Template includes template X:agent field, auth field, ident field, referrer field, bytes field, response word
Section, clientip field, rawrequest field, timestamp field and template Y:timestamp field ,@version word
Section, clientip field, user's id field, flowing water id field.Template X and template Y and the first log event are so determined respectively
Matching degree, such as the format for the field for including in template X and template Y can successively be compared with the first log event, really
The matching degree of solid plate X is maximum, then carrying out contents extraction to the first log event according to template X, obtains the following contents:
Agent: " Mozilla/5.0 (Windows NT 6.1;WOW64)AppleWebKit/536.5(KHTML,like
Gecko)Chrome/19.0.1084.46 Safari/536.5"
Auth:-
Ident:-
Referrer: " http://www.google.com "
Bytes:3878
Response:200
Clientip:195.160.24.63
Rawrequest: " GET/product.screen? productId=WC-SH-A02&JSESSIONID=
SD0SL6FF7ADFF4953 HTTP 1.1"
Timestamp:05/Jan/2015:18:22:16-0800
In conclusion disclosure determination first from log to be extracted includes the sample log of multiple log events, it
Afterwards from multiple log events extract target journaling event, then it is preset include the log mould of at least one log template
Plate is concentrated, the determining target journaling template with target journaling event matches, finally according to target journaling template to log to be extracted
Carry out contents extraction.Without the decimation rule of the labyrinth design specialized for different logs, reduce the work of developer
Measure, can the log to various structures carry out contents extraction automatically, reduce extraction complexity, improve extraction efficiency and suitable
Use range.
Fig. 3 is the block diagram for the device that a kind of log shown according to an exemplary embodiment is extracted, as shown in figure 3, the dress
Setting 200 includes:
Sample determining module 201, for determining sample log from log to be extracted, sample log includes multiple log things
Part.
Abstraction module 202, for extracting target journaling event from multiple log events.

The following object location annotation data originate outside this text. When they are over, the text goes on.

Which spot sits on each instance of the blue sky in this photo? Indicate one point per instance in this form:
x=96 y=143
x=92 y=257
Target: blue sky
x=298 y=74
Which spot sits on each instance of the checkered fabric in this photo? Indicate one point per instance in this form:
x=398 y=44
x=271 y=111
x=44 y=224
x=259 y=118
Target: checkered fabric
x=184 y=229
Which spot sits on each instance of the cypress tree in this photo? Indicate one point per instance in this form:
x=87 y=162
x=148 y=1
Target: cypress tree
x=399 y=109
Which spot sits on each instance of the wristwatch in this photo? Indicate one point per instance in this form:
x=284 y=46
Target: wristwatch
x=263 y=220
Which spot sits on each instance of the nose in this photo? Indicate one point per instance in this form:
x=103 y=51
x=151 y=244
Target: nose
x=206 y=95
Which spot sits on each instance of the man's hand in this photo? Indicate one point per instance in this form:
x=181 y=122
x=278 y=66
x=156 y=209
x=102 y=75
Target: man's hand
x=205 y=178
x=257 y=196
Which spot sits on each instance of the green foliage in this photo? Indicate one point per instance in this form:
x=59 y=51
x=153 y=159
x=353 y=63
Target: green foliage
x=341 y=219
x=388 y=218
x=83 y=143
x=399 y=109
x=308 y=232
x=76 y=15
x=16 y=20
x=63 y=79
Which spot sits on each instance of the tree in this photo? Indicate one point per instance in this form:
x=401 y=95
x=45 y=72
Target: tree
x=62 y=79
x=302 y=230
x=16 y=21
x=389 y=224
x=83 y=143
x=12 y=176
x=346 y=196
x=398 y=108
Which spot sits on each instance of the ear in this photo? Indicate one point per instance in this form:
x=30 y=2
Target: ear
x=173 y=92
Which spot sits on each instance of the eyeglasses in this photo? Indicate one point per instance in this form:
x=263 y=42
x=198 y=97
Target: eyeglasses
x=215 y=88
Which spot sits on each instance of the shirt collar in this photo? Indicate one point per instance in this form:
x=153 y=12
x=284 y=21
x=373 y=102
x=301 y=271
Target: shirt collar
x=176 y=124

Template determining module 203, for the target with target journaling event matches determining in preset log template set
Log template includes at least one log template in log template set.
Extraction module 204, for carrying out contents extraction to log to be extracted according to target journaling template.
Fig. 4 is the block diagram for the device that another log shown according to an exemplary embodiment is extracted, and abstraction module 202 wraps
It includes:
It determines submodule 2021, for being directed to each log event, determines and removed in the log event and multiple log events
The diversity factor of each log event except the log event, and according to removing the log in the log event and multiple log events
The diversity factor of each log event except event determines the difference characteristic value of the log event.
Wherein, diversity factor includes at least one of Difference of content, difference in length degree, format differences degree.
It determines submodule 2021, is also used to the difference characteristic value according to each log event, determine that sample log is corresponding
Event extraction parameter.
Submodule 2022 is extracted, for extracting target journaling event from multiple log events according to event extraction parameter.
Optionally, submodule 2022 is extracted to be used for:
Using event extraction parameter as the random coefficient of stochastic selection algorithm, by stochastic selection algorithm from multiple log things
Target journaling event is extracted in part.
In another embodiment, template determining module 203 is for executing following steps:
Step a) is directed to each target journaling event, determines each log in the target journaling event and log template set
The matching degree of template.
Step b) is using the maximum log template of matching degree as the target journaling template with the target journaling event matches.
It is multiple scenes for target journaling template, extraction module 204 is for executing following steps:
For each log event for including in log to be extracted, determine in the log event and multiple target journaling templates
The matching degree of each target journaling template, and content is carried out to the log event according to matching degree maximum target journaling template and is mentioned
It takes.
Or extraction module 204 is for executing following steps:
For each log event for including in log to be extracted, determine in the log event and multiple target journaling templates
The matching degree of each target journaling template, if the maximum value in matching degree is greater than or equal to matching degree threshold value, according to matching degree
Maximum target journaling template carries out contents extraction to the log event.
About the device in above-described embodiment, wherein modules execute the concrete mode of operation in related this method
Embodiment in be described in detail, no detailed explanation will be given here.
In conclusion disclosure determination first from log to be extracted includes the sample log of multiple log events, it
Afterwards from multiple log events extract target journaling event, then it is preset include the log mould of at least one log template
Plate is concentrated, the determining target journaling template with target journaling event matches, finally according to target journaling template to log to be extracted
Carry out contents extraction.Without the decimation rule of the labyrinth design specialized for different logs, reduce the work of developer
Measure, can the log to various structures carry out contents extraction automatically, reduce extraction complexity, improve extraction efficiency and suitable
Use range.
Fig. 5 is the block diagram of a kind of electronic equipment 300 shown according to an exemplary embodiment.As shown in figure 5, the electronics is set
Standby 300 may include: processor 301, memory 302.The electronic equipment 300 can also include multimedia component 303, input/
Export one or more of (I/O) interface 304 and communication component 305.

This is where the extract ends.